Mas, por outro lado, são verdadeiros, os seguintes Contrários:
- O Homem não tem um Corpo distinto da Alma, pois aquilo que se chama Corpo é uma porção da Alma discernida pelos cinco Sentidos, as principais vias de acesso da Alma neste estágio de nossa existência.
- A Energia é a única vida, e dimana do Corpo. A Razão é a linha divisória ou a circunferência exterior à Energia.
- A Energia é Eterna Delícia.
Aqueles que reprimem o desejo assim procedem porque o que possuem é bastante débil para ser refreado; e o repressor, isto é, a Razão, usurpa o seu lugar e governa os relutantes. E o desejo sofreado vai-se gradualmente tornando inerte até reduzir-se a uma sombra do que era.

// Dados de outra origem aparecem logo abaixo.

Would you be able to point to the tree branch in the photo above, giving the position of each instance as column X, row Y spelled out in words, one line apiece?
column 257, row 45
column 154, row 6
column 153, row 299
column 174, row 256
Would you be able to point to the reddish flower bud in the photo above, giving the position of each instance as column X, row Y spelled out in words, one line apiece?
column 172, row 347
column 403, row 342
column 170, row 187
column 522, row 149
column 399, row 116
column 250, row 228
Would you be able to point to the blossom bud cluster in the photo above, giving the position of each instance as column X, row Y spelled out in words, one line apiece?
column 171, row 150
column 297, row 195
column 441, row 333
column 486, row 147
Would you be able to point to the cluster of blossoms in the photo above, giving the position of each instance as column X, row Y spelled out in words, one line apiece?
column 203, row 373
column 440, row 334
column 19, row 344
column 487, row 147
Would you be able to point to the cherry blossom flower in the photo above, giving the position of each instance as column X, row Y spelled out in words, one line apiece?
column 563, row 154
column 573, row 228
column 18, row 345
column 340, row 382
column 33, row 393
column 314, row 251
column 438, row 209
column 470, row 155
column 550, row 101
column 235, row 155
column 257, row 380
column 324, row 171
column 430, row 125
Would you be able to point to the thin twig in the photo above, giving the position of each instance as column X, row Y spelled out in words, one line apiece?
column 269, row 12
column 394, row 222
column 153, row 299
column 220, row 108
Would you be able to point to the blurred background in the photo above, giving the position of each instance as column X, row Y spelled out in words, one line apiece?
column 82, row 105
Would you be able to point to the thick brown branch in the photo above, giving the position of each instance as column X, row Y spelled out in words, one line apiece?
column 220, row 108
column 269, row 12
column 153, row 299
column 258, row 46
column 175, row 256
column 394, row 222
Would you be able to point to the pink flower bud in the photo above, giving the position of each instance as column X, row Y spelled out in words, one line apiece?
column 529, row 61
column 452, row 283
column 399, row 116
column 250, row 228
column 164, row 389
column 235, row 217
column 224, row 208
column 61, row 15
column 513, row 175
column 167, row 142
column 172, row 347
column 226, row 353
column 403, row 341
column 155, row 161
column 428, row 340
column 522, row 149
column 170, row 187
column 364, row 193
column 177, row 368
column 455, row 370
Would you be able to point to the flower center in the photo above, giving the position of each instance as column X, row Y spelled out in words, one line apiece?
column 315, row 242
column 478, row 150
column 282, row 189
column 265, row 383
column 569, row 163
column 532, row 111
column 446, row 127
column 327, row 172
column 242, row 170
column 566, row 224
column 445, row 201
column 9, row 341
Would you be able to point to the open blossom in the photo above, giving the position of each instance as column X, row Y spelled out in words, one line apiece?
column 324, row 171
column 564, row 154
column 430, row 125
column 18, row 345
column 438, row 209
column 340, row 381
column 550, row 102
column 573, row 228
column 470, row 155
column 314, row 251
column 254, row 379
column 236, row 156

“Beatriz se dirigindo à Dante de sua carruagem”, (1824) – Foto: Divulgação
Apesar de ir em sentido contrário ao Racionalismo, por esse se negar a ‘enxergar’ o espiritual, o poeta também deixa claro seu ponto de vista absolutamente contrário ao dualismo cristão, pois para ele, Jesus Cristo simbolizava justamente a ponte e a união entre o natural (divino) e o humano. Em O Livro de Urizen (1794), BLAKE deixa claro sua opinião acerca da ação dessas duas correntes sobre o psiquismo humano: nessa epopeia mitológica blakeana, Urizen, é uma personificação do racionalismo humano, que consegue, por i n t e r médio de s e u s encadeamentos lógicos , enclausurar o Firmamento, para, em seguida, valendo-se das organizações religiosas, atrofiar todos os sentidos da humanidade.

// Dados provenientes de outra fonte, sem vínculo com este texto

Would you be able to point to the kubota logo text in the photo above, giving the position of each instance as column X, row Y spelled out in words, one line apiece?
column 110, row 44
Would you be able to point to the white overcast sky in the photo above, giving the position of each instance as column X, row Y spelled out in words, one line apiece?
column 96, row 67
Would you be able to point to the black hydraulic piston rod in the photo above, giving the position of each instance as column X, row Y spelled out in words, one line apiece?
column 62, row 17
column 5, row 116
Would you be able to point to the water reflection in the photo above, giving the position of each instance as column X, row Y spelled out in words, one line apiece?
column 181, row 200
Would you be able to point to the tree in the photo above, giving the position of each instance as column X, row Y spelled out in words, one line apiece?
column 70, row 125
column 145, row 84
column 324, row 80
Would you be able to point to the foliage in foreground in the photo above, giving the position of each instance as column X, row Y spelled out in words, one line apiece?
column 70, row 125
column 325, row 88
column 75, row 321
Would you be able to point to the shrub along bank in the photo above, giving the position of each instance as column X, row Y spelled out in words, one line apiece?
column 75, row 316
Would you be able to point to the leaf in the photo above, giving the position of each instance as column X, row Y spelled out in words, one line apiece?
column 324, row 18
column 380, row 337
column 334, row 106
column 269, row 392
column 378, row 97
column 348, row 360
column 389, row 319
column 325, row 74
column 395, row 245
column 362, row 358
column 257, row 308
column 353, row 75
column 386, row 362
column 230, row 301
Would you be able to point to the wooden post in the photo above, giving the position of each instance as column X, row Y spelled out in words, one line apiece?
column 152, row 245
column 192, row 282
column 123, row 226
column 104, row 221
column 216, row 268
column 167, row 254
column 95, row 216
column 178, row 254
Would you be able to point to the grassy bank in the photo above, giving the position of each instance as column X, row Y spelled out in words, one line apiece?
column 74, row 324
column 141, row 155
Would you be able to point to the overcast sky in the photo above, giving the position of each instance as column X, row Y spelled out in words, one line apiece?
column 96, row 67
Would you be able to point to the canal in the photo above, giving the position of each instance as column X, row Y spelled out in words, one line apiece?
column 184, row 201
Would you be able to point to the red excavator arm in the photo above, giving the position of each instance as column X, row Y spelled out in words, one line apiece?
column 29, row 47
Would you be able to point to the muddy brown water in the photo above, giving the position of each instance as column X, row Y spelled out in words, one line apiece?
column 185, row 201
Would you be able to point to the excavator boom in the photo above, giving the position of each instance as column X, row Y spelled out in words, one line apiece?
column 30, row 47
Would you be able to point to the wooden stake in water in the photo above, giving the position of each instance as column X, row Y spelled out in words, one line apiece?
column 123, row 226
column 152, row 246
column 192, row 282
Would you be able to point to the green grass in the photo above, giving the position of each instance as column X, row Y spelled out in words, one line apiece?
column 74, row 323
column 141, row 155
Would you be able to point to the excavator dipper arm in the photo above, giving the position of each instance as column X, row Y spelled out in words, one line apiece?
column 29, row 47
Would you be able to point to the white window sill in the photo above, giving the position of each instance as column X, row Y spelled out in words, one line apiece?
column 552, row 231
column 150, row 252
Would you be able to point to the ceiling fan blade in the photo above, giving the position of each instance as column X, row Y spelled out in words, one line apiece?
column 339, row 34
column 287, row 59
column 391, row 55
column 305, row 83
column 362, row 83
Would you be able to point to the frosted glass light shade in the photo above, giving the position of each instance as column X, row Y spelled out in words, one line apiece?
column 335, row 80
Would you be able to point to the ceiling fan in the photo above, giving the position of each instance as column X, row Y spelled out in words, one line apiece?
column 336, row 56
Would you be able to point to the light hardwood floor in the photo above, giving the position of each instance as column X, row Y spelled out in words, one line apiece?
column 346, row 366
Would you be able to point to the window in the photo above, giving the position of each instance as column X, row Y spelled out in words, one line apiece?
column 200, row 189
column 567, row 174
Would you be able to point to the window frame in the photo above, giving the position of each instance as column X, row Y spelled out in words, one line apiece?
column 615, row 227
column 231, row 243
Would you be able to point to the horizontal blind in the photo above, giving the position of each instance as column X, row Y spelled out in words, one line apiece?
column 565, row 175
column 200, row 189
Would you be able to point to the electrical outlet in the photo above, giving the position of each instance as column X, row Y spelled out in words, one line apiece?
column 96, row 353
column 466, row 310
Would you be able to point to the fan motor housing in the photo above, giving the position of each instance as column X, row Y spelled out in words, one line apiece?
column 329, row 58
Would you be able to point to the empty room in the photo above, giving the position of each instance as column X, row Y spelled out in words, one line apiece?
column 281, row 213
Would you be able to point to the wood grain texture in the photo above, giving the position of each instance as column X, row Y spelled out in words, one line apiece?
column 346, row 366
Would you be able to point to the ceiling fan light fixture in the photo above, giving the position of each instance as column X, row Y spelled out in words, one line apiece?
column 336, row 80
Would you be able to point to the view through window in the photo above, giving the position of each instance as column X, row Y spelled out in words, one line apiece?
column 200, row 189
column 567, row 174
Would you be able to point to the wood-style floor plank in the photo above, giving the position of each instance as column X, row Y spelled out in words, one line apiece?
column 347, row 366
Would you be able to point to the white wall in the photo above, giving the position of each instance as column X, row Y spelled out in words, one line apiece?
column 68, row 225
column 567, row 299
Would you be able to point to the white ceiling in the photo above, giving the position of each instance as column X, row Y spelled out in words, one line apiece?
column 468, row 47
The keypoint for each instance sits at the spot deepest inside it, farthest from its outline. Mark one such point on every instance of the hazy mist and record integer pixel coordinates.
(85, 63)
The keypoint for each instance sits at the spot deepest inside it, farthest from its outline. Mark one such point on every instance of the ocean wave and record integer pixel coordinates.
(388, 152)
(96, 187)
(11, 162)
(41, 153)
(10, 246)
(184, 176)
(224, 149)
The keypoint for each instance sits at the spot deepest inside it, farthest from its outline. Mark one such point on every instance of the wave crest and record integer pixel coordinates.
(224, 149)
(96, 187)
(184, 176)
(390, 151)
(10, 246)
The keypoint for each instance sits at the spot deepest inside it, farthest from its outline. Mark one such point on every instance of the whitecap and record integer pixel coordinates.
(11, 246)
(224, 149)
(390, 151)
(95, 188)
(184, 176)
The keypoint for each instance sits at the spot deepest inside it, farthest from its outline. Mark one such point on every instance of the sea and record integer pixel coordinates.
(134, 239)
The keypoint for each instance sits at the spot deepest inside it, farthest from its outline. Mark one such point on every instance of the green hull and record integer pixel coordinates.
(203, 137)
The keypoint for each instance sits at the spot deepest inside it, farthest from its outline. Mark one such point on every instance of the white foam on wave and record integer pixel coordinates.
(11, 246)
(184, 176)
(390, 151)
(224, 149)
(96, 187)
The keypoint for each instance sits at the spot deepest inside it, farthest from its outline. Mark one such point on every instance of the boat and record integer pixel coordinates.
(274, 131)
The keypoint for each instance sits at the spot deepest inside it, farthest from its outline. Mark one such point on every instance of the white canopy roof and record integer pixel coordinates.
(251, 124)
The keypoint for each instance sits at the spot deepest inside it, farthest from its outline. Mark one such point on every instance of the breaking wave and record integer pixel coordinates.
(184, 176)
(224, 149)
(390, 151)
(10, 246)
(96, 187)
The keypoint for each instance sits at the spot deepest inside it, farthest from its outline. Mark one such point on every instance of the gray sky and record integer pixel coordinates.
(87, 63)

Quase meio século antes do nascimento de BLAKE, na primeira metade do século XVIII, já era possível notar sinais de fragilidade e fissura nas construções e nos emblemas da Razão, graças à obra artística de GIOVANNI BATTISTA PIRANESI (1720-1778), um dos mais célebres gravuristas da história da arte universal . O artista, ao longo de sua profícua carreira, retratou os monumento da Cidade Eterna com tamanha precisão e espírito neoclássico, que suas gravuras até hoje se confundem com a própria identidade romana, tornando-se, por isso, ‘retratos oficiais’ da mesma.
Nesse contexto, Piranesi produziu gravuras, tanto de fachadas, quanto de interiores, que continham a essência da ordem, da elegância e da estabilidade desejadas pelo espírito racionalismo, numa matemática capaz de produzir resultados quintessenciais. No entanto, não faltavam ilustrações de monumentos em ruínas, que deixavam transparecer a preocupação com a fragilidade ou mesmo com a decadência dos constructos humanos, logo invadidos pela vegetação insolente, que os convertia rapidamente em meros adornos das forças da natureza.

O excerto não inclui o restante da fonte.